Kirby Cote, from Accessible Sport Manitoba and Winnipeg Trails, cross-country skis at Whittier Park.

Brian Szklarczuk from Prairie Velo in his shop in Wolseley

An array of ski boots available for rent at Winnipeg Trails’ ski library

Kirby Cote surveys the available ski boots at Whittier Park

The interior of Prairie Velo bike shop in Wolseley

Kirby Cote, from Accessible Sport Manitoba and Winnipeg Trails, cross-country skis at Whittier Park.

Winnipeg has set a goal of cutting greenhouse-gas emissions by 20 per cent by 2030. Given that residential and commercial vehicles are currently Winnipeg’s largest sources of emissions, making the city less car-centric will play a big role in meeting climate goals.
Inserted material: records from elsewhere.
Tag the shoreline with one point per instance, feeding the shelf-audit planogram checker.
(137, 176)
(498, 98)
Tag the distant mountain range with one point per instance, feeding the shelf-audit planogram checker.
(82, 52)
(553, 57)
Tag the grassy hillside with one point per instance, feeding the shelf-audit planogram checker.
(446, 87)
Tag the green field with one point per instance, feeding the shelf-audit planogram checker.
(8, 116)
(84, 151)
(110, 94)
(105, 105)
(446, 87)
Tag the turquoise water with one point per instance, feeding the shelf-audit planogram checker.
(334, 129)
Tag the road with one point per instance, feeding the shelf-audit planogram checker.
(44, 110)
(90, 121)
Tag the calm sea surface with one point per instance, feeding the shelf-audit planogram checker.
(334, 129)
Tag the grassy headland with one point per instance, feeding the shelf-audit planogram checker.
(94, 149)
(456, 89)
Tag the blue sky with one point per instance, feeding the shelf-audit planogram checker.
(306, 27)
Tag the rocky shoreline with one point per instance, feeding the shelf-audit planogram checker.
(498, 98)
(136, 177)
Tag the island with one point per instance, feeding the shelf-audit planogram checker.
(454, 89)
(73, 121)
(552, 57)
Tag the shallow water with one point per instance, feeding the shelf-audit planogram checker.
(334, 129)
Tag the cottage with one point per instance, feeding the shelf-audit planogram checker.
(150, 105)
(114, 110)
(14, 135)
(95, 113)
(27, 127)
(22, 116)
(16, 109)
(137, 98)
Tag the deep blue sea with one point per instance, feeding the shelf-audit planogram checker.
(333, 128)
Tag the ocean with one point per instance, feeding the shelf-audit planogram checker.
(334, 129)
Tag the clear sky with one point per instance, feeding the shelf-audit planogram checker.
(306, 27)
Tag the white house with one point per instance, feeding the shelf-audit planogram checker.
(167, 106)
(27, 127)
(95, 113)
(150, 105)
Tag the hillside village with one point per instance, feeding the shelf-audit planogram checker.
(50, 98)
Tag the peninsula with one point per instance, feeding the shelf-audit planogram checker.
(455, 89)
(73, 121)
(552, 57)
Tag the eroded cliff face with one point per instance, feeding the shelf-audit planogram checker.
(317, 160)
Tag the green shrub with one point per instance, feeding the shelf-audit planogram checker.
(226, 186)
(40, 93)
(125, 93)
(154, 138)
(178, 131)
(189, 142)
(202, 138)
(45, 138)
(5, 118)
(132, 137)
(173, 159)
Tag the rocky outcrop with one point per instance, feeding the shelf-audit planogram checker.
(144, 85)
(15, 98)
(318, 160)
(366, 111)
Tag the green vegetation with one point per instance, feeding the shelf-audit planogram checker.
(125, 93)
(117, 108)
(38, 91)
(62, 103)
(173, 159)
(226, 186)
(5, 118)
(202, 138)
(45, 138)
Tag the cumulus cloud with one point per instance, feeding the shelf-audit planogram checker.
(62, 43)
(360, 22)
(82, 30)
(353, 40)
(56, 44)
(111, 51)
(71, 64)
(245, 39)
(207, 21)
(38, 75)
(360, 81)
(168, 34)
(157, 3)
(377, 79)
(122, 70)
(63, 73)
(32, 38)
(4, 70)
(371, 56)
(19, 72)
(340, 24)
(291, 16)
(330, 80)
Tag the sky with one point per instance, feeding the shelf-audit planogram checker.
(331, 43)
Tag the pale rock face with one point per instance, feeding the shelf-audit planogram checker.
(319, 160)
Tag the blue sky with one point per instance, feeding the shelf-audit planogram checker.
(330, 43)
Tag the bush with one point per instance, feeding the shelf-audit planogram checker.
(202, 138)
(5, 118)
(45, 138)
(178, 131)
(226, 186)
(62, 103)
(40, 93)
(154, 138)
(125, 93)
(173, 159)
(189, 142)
Active transportation (including cycling, walking and skiing) is an ecologically friendly way to get around that allows people to stay active and be outside in their communities. Bike lanes, the Open Streets initiative and the river trail are all part of Winnipeg’s existing active-transportation networks. As this infrastructure is further developed and Winnipeg reimagines how residents exist in a city together, advocates say accessibility must be at the heart of design processes.

Infrastructure troubles

Brian Szklarczuk co-founded the cycle and ski shop Prairie Velo in order to provide more options for adaptive bicycles to meet people’s different mobility needs.
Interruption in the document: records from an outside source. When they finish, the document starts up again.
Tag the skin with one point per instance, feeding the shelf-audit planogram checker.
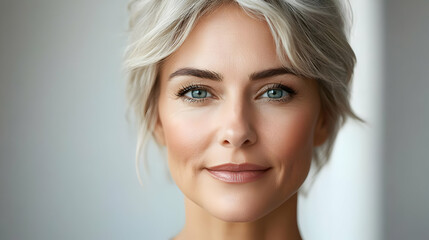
(237, 123)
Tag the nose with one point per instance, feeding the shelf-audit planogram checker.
(237, 129)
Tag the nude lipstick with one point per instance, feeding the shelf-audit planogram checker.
(237, 173)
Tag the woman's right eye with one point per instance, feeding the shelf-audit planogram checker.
(197, 94)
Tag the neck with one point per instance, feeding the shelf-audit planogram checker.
(281, 223)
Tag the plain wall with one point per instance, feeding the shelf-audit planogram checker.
(406, 111)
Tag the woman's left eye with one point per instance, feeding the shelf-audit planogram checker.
(278, 93)
(198, 94)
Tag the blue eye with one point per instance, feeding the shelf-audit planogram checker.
(198, 94)
(275, 93)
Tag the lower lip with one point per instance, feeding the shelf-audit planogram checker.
(237, 177)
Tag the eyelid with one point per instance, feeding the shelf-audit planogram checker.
(187, 88)
(290, 91)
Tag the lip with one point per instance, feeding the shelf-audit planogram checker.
(237, 173)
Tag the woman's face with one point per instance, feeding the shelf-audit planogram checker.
(238, 127)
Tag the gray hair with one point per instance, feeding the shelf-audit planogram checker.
(310, 34)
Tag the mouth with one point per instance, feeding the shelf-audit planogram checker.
(237, 173)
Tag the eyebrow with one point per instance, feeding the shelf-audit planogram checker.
(211, 75)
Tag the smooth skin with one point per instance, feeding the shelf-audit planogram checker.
(229, 117)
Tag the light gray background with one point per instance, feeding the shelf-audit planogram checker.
(67, 152)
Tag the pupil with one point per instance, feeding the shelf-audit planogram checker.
(275, 93)
(199, 94)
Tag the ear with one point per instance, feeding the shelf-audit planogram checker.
(321, 132)
(158, 132)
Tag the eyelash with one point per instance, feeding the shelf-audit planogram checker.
(186, 88)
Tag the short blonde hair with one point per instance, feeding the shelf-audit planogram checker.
(310, 34)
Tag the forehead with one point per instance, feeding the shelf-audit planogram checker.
(227, 40)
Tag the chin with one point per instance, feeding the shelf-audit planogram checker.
(240, 210)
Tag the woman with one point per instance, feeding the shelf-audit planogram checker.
(243, 95)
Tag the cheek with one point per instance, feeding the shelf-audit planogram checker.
(186, 138)
(289, 141)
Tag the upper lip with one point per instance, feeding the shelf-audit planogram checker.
(231, 167)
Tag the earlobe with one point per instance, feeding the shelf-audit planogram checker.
(158, 133)
(321, 132)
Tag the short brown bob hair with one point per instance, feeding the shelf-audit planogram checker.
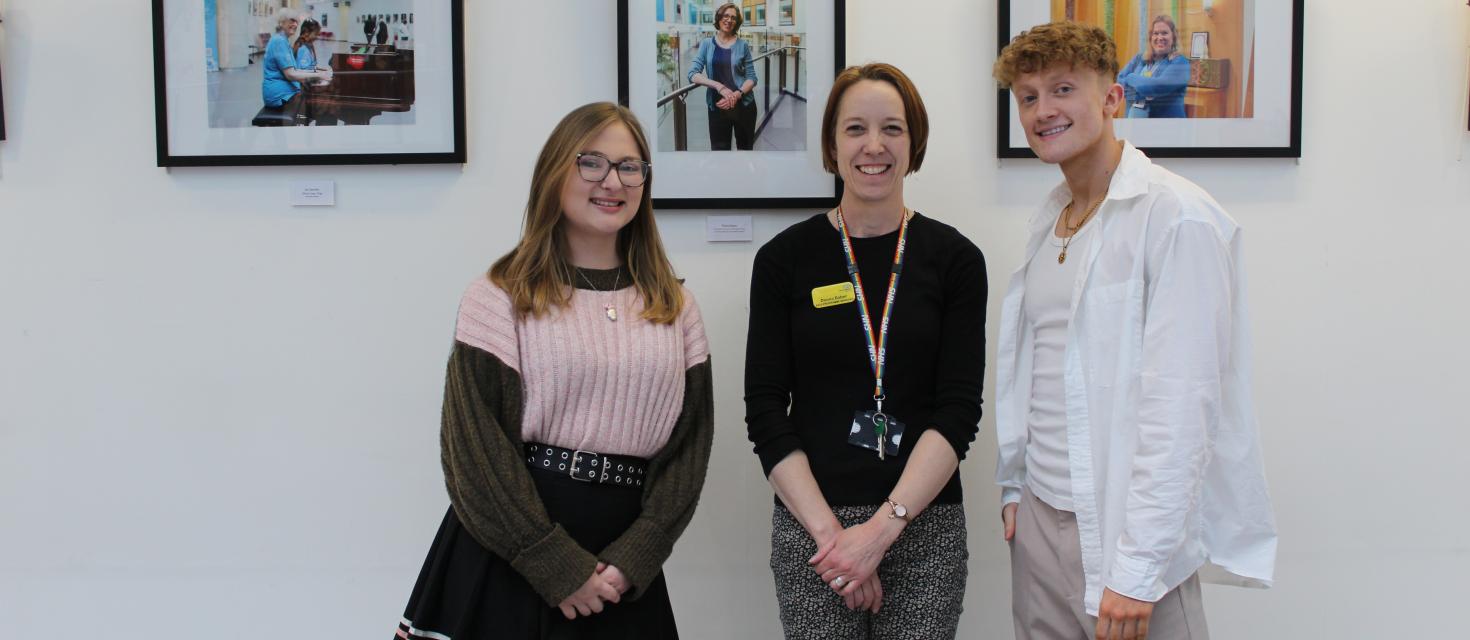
(915, 114)
(1057, 43)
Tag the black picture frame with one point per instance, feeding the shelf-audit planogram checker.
(1279, 125)
(2, 106)
(446, 127)
(765, 200)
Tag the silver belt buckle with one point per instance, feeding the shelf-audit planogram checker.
(575, 459)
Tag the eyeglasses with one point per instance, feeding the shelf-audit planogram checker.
(594, 166)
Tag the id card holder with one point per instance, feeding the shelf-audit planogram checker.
(865, 431)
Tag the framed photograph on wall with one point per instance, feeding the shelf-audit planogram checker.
(1242, 99)
(309, 81)
(743, 133)
(2, 106)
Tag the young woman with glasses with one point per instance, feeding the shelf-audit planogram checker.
(725, 65)
(576, 417)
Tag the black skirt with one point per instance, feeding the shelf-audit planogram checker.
(465, 592)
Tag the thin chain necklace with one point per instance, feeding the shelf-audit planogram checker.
(1066, 217)
(607, 306)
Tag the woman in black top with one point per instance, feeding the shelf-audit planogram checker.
(868, 546)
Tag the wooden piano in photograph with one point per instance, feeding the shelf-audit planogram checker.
(365, 86)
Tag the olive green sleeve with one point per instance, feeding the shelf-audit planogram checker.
(488, 484)
(672, 487)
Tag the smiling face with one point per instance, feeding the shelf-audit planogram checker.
(1066, 111)
(872, 140)
(728, 21)
(597, 211)
(1162, 38)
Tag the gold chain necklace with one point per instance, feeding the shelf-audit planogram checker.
(607, 308)
(1066, 215)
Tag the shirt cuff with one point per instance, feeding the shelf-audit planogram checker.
(1135, 578)
(1010, 495)
(776, 450)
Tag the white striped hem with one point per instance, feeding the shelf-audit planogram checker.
(404, 624)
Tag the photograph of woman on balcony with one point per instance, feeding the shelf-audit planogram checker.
(1178, 58)
(746, 59)
(723, 65)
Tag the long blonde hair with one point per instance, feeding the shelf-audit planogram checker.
(537, 274)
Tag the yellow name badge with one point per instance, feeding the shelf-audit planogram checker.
(832, 294)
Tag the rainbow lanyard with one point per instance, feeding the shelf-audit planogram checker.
(876, 342)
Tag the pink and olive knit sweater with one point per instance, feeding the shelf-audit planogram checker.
(590, 383)
(576, 380)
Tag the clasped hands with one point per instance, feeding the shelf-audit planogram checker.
(729, 99)
(606, 584)
(847, 561)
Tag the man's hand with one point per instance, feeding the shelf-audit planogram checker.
(1122, 617)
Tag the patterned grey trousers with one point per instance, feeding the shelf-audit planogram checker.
(922, 574)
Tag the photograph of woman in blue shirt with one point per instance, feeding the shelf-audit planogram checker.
(1154, 81)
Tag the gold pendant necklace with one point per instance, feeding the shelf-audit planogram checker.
(609, 309)
(1066, 215)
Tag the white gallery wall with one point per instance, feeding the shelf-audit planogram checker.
(219, 414)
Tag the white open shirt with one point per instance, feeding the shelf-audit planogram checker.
(1164, 458)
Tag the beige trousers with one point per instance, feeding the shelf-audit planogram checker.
(1047, 583)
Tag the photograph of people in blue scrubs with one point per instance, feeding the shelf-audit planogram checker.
(1176, 58)
(732, 75)
(309, 62)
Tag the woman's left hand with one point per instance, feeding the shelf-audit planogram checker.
(615, 577)
(856, 553)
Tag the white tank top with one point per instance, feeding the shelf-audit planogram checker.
(1047, 309)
Adaptive features can take many forms. Hand-powered bicycles change the source of propulsion, three-wheeled bikes (or trikes) add stability, and bikes that ride side-by-side allow two people to ride together, each pedalling as much or as little as they want. Even smaller things like finding a more comfortable seat are considered part of adaptivity.

However, the city’s cycling infrastructure isn’t always built with different needs in mind.
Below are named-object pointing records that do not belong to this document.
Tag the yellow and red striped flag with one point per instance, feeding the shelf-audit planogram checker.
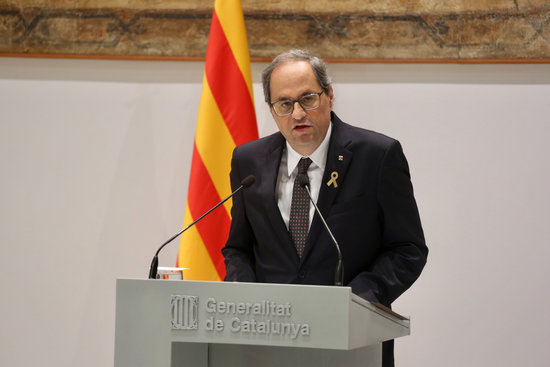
(226, 119)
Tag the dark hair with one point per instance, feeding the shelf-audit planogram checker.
(319, 69)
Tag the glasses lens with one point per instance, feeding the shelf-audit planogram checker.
(310, 101)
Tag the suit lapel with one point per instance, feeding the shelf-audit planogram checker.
(269, 174)
(338, 160)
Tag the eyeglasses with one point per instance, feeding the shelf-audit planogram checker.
(309, 102)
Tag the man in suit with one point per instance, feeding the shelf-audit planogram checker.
(359, 179)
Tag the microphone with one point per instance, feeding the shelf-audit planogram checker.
(245, 183)
(303, 181)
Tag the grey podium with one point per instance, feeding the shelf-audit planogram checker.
(175, 323)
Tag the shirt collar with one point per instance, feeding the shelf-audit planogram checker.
(318, 157)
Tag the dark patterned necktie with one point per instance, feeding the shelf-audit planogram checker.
(299, 210)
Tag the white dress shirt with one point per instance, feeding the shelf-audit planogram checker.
(288, 170)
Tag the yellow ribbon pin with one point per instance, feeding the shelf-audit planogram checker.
(333, 178)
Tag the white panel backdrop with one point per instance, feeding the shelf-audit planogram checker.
(94, 162)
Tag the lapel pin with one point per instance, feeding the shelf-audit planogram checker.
(333, 178)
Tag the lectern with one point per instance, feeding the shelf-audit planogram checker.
(175, 323)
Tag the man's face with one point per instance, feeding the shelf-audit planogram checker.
(303, 130)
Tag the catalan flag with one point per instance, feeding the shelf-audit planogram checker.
(226, 119)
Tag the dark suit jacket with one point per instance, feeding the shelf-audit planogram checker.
(372, 214)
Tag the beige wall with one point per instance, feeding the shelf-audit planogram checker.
(94, 158)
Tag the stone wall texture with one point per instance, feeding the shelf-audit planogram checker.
(336, 30)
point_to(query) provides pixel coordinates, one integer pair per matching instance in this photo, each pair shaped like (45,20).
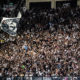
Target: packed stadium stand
(47,41)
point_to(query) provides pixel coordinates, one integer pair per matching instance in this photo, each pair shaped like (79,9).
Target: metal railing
(39,78)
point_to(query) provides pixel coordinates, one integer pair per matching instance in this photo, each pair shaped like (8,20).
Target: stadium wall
(53,2)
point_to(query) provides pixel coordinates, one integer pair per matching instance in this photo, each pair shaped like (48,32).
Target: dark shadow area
(40,5)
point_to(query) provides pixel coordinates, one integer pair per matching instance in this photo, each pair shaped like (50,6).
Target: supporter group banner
(9,25)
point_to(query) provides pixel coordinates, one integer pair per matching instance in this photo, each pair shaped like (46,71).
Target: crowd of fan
(53,41)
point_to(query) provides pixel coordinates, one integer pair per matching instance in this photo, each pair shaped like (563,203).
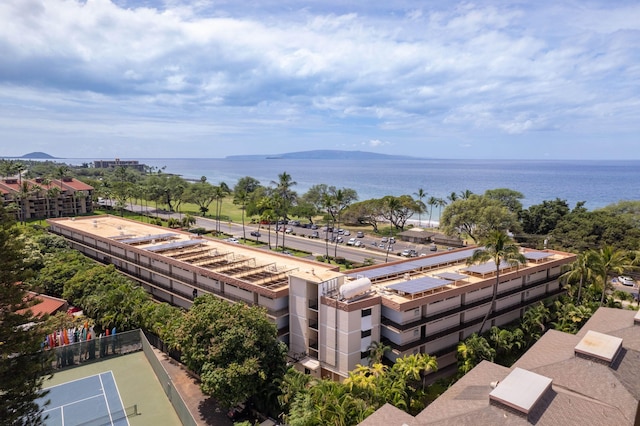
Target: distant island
(323,154)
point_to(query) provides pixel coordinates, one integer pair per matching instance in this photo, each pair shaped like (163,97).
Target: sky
(101,79)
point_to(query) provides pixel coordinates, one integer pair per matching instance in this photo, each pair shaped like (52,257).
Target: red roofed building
(43,198)
(46,305)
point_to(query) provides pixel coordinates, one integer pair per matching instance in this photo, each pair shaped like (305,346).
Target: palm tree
(393,204)
(287,196)
(376,352)
(420,194)
(432,202)
(500,248)
(242,198)
(441,202)
(472,350)
(466,194)
(606,262)
(579,271)
(327,203)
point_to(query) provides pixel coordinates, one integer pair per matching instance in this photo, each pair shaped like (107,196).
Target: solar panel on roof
(452,276)
(148,238)
(417,263)
(419,285)
(174,245)
(485,268)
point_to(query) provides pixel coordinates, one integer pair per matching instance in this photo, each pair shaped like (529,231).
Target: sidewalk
(204,409)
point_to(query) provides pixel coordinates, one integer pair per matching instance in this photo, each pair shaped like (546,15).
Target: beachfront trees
(582,230)
(508,198)
(499,248)
(22,363)
(579,271)
(398,209)
(202,194)
(605,263)
(368,213)
(241,198)
(476,216)
(233,347)
(541,219)
(420,194)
“With my hearing disability, I have no hearing on my right side when I ride,” Szklarczuk says. This becomes a major problem on sections of Winnipeg’s bike-lane network such as the Wolseley loop, which includes a sharp 90-degree turn in front of Balmoral Hall.

“I physically can’t turn my neck to see the cars the way they’ve done the cut out. It (frustrates) me that nobody actually thought, ‘is this a safe corner?’”

Protected bike lanes are important for making all forms of active transportation safer. Without them, cyclists either pedal alongside fast-moving car traffic or opt to cycle on sidewalks, putting pedestrians and people using mobility aids in danger.

Sometimes, however, protected bike lanes make the city more difficult to navigate when using Winnipeg Transit Plus, a door-to-door transit service offered to those whose physical disabilities mean the fixedroute transit system is inaccessible.

Karina Cardona Claros is the fundraising manager for Canadian Association of Physicians for the Environment and a disability justice advocate.

“Protected bike lanes actually create barriers for people using Transit Plus. (The placement of these lanes mean) you can’t get dropped off in front of the building or space that you’re supposed to get dropped off in front of,” she says.

There are also problems with connecting Winnipeg’s active-transportation routes. With Winnipeg’s current bike infrastructure, many routes abruptly end or lose their protective lanes.

“It’s about creating continuity for people,” Cardona Claros says. “We can’t just have some aspects of it be accessible, and then it drops off, and the last two kilometres aren’t, because then the whole route is inaccessible.”

Winnipeg has a long way to go before active transportation is a viable option for many people. For Mark Cohoe, executive director of Bike Winnipeg, the goal is that “as soon as you head out the door, you’re on a roadway or a pathway that’s comfortable for you and that provides you access all the way to your destination.”

Once infrastructure is created, it must also be maintained with repairs and snow removal in the winter in order to remain functional year-round.

A group of cross country skiers at Whittier Park

Overlapping needs

While many may assume active transportation is limited to self-propelled options, Cardona Claros takes a more expansive view.

“For the most part, we talk about bicycles and commuters, and we don’t talk about what it means for people to use (lanes with) a scooter, in a walker – all the things we could be using these lanes for,” she says.

Often, active-transportation lanes are made with fast-riding cyclists in mind. This leaves out many people who use mobility aids, parents with kids in tow and those who just want to go at a slower pace.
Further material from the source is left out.